The silence broke when everyone in the room applauded her. Faselt had made her Metropolitan Opera House début.
Years later, Faselt was on the same stage again, only instead of singing from the back toward an almost empty room, she was front and center, serenading an audience of more than 3,000 people, including some of the highest industry professionals.
This performance took place at the April 29 Grand Final Concert, the closing event of the Metropolitan Opera National Council Auditions, a competition designed to give young opera singers a chance to be heard and critiqued by professionals.
This was Faselt’s fifth year taking part in the audition. Each year she participated, she moved up one spot as a finisher.
“Every year, I climbed up a rung on the ladder,” Faselt said. “It shows perseverance and constant improvement. It made it all the more satisfying.”

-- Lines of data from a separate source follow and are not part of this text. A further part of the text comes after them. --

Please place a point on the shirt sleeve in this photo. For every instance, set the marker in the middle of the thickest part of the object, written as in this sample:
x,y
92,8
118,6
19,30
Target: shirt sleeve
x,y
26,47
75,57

This year, she began at the Minnesota District, one of 42 across the United States and Canada. She then proceeded to the Upper Midwest Regional, one of 12. Finally, Faselt had made it back to New York City, where she competed in the semifinals and finals, becoming one of the audition’s five winners.
She won $15,000 and exposure to some of the best in the industry.
Jimmy Longoria, who runs the upper-Midwest region along with his wife, Connie Fullmer, says Faselt’s victory is all the more inspiring due to her being an Iowa native.
“Coming from Iowa, she has none of the backing many others do,” Longoria said. “Many come from several generations of opera and have lots of experience. Jessica came from Iowa Cornfields to Metro Glitter.”
Fullmer added to the idea that Faselt’s familial origins were unusual amongst finalists in the competition. Many singers have been raised since birth to sing opera, unlike Faselt, who only started during her teenage years.
“Her parents were completely uninformed of what opera was about,” Fullmer said. “They knew everything about raising football players, but nothing about opera.”
Faselt lives in Miami, where she has worked as a studio artist at the Florida Grand Opera. She has an engagement lined up beginning in August, but it has yet to be released to the press.